Dysoxylum is a flowering plant genus of trees and shrubs, constituting part of the mahogany family (Meliaceae).

Botanical science has recorded about eighty species in this genus, growing widely across the regions of Malesia, the western Pacific ocean, Australia and south & south-eastern Asia; centred on the tropics between the Pacific and Indian Oceans.

They grow naturally in New Guinea, eastern and northern Australia, New Caledonia, Fiji, SE Asia, southern China, the Indian subcontinent, the Philippines, Taiwan, and in the western Pacific Ocean their most easterly occurrences, in the Caroline Islands, New Zealand and Niue.

The etymology of its name Dysoxylum derives from the Greek word ‘Dys’ meaning "bad" referring to "ill-smelling" and ‘Xylon’ meaning "wood".
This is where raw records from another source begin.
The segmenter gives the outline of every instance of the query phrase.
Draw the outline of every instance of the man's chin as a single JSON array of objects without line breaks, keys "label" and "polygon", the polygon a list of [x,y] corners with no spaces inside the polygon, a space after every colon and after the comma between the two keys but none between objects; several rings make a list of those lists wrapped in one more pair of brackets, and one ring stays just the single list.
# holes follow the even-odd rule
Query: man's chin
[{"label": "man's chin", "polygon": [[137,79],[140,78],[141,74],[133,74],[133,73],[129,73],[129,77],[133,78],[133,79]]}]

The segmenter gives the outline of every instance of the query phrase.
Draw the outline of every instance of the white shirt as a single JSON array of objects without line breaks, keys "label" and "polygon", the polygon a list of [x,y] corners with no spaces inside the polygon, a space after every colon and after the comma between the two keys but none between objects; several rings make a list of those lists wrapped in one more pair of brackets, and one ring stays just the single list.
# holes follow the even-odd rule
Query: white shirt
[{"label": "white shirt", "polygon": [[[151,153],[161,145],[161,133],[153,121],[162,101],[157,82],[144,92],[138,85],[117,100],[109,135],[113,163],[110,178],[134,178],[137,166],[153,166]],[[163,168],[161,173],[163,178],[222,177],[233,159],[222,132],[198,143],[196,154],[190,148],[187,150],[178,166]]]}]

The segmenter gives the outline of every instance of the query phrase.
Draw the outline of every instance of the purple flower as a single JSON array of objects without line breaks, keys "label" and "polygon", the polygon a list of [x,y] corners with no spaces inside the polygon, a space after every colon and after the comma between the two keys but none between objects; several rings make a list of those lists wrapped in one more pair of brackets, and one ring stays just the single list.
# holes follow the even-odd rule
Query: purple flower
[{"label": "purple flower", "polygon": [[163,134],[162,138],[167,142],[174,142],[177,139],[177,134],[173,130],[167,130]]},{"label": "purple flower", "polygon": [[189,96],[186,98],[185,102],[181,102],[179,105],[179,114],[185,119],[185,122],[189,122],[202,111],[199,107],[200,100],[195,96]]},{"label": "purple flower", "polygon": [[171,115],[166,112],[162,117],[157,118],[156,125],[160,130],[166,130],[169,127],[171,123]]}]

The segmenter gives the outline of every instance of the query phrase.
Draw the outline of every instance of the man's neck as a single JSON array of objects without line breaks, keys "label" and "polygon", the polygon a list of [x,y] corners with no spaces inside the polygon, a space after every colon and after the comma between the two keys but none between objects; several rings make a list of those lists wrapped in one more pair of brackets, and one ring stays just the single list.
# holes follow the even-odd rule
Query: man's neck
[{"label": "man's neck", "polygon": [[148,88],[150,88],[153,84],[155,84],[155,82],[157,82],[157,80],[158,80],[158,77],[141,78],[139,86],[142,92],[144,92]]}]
New Guinea has records of twenty eight species growing naturally, sixteen of them endemic. New Caledonia has recorded nine, eight of them endemic. Fiji has recorded nine, seven of them endemic. In northern and eastern coastal regions of Australia fifteen recorded species grow naturally, known as "rosewoods", though they are not closely related to the true rosewoods (Dalbergia) which are legumes.

In Australia, Dysoxylum fraserianum is the original rose wood. The name rosewood was given for the odour of its freshly cut bark like a fragrance of roses. The species was named ‘fraserianum’ after Charles Fraser, the first colonial botanist of New South Wales. Fourteen more species are reported in Australia, distributed from within New South Wales, north through the humid east coast regions to the diversity of species in the wet tropics rainforests region of north eastern Queensland, on to Cape York Peninsula, northern parts of the Northern Territory and Western Australia.